Students come to instruction with a rich store of informal knowledge related to rational number concepts and procedures. Initially this informal knowledge is limited in three ways: (a) Students’ informal strategies treat rational number problems as whole number partitioning problems, (b) students’ informal conception of rational number influences their ability to reconceptualize the unit, and (c) students’ informal knowledge initially is disconnected from their knowledge of formal symbols and procedures associated with rational numbers. However, appropriate instruction can extend students’ informal knowledge so that these limitations are redressed and the informal knowledge provides a base for developing an understanding of formal symbols and procedures.

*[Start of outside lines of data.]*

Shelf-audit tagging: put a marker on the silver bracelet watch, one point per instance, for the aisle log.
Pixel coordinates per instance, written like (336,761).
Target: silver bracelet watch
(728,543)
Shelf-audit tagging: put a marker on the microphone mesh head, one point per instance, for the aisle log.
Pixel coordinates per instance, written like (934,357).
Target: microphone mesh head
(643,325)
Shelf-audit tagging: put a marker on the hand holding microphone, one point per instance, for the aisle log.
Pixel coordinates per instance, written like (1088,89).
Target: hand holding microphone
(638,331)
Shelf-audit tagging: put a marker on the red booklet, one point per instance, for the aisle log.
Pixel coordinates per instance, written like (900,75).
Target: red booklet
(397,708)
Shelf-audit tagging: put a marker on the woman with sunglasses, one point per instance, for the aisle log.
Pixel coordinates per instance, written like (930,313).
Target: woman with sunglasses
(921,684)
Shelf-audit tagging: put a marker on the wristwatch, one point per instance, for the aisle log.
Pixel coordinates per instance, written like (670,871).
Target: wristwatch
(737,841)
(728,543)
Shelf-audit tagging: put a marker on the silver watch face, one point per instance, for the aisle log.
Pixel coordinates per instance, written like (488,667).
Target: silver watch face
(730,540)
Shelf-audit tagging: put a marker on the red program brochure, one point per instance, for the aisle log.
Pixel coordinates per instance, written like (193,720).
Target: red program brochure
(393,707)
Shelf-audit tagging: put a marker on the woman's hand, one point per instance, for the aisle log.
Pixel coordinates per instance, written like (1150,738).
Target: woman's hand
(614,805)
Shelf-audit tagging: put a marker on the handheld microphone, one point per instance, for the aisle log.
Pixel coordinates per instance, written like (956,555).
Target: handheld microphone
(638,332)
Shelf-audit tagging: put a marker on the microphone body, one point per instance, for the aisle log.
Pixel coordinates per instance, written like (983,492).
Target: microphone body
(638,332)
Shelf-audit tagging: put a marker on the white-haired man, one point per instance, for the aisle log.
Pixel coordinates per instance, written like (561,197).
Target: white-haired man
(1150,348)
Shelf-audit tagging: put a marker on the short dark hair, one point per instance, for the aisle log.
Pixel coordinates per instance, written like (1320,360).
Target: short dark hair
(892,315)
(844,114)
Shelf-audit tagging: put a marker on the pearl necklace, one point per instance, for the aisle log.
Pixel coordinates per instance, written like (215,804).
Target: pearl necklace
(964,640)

For a number of years, researchers have been concerned with issues related to students’ understanding of mathematics and the nature of its development (Hiebert & Carpenter, 1992; Hiebert & LeFevre, 1986; Romberg & Carpenter, 1986). Although many of the intricacies of understanding still elude us, researchers concur that understanding depends on relationships the individual forms between new and existing knowledge (Brownell & Sims, 1946; Carpenter, 1986; Greeno, 1978; Hiebert & LeFevre, 1986; Nickerson, 1982; Resnick & Ford, 1981; Riley, Greeno, & Heller, 1983). Recent theories concerning the development of students’ understanding have attempted to characterize the ways that students form relationships between new and existing knowledge by focusing on the ways that students construct meaning for mathematical symbols. Although all of the theories are not yet fully developed and some differences exist among them, most of the theoretical discussions suggest that students construct meaning for mathematical symbols by matching formal symbols with other representations that are meaningful to them, such as specific real-life situations or actions on concrete representations (Hiebert, 1988; Hiebert & Carpenter, 1992; Kaput, 1987; Kieren, 1988).